Maybe you don't understand what PWM is.
It does not allow you to define the tone (frequency), it allows you to define the ratio of the high part of the wave to the total wave. 100 means the high part will be 100/255 of the wave. The frequency is set at about 500hz.

Maybe you want to look at tone()

It helps if you use the right words when asking a question. >:(

The simple answer is you can not convert what you are asking for from what you have on an Arduino. You might possibly be able to write some sort of analysis program on a computer using FFT but it is a long shot, and quite a complex program if you could.

I am very sorry to have made you angry. Thanks for all the answers and the help!

clbri,

I don't think anybody is angry... Maybe just grumpy. :smiley: I think he's trying to make sure he has your attention....

You are confusing a couple of things... If you use something like PlayMelody() it takes no more memory to generate PCM than to generate PWM. It just takes different hardware.

There's a difference between generating a sound and storing a sound. If I store a 1kHz tone on an audio CD, I can store store a little more than an hour of sound and it takes about 700MB. But, it only takes a few bytes to store a "message" that says "1Khz, 24 hours".

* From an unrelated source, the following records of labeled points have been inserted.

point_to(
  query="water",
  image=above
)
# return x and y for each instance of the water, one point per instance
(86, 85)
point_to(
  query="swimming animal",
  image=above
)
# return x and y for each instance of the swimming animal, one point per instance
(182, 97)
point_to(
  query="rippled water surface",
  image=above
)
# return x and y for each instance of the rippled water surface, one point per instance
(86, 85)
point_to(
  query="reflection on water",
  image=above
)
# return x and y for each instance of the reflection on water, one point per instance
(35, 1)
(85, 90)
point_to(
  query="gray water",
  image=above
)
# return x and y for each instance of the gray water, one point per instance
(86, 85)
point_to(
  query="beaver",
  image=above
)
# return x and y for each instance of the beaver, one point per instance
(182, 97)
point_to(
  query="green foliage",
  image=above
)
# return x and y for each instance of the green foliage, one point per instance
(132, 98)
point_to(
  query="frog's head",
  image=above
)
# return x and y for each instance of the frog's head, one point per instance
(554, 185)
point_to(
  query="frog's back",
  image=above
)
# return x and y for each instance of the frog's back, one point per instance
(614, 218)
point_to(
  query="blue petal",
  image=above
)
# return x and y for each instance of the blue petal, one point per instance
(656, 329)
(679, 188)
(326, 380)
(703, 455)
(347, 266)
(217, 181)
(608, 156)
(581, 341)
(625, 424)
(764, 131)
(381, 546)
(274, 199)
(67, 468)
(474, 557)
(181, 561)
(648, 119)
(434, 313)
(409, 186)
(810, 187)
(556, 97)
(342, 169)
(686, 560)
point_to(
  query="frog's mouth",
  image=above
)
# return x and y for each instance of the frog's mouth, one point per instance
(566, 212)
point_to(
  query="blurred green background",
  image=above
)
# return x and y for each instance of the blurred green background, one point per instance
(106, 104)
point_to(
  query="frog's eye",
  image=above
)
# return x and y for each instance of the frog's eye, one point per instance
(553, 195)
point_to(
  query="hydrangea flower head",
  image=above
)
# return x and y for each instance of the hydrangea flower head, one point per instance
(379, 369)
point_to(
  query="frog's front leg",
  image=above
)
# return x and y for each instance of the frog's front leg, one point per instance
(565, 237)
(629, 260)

You could write a little program for the Arduino that plays randomized melodies for year and it would take no more memory than a program that plays a song for 1 minute... It doesn't take much memory to generate a randomized series of notes or loop your program (with randomized changes every time through the loop).

A practical example is a [u]MIDI[/u] file, which contains "notes & timing" (and some other information) and is MUCH smaller than a digital audio recording. (A MIDI file can be very high quality depending on the quality of your virtual instruments but it can't generate vocals/lyrics.)

In practice, I think PWM requires a much higher sample rate than PCM (for the same quality). I'm not an expert on PWM and philosophically, there's no more information so it shouldn't require a bigger file but it practice, it might require a bigger file. But, nobody stores audio in PWM in files... There are a couple of formats similar to PWM, and class-D amplifiers convert analog to high frequency PWM. (Class-D amplifiers don't have any software or memory.)

And of course, you have lossless and lossy audio compression. FLAC (lossless) compresses PCM data and MP3 (lossy) works in the frequency domain which is a whole 'nother story.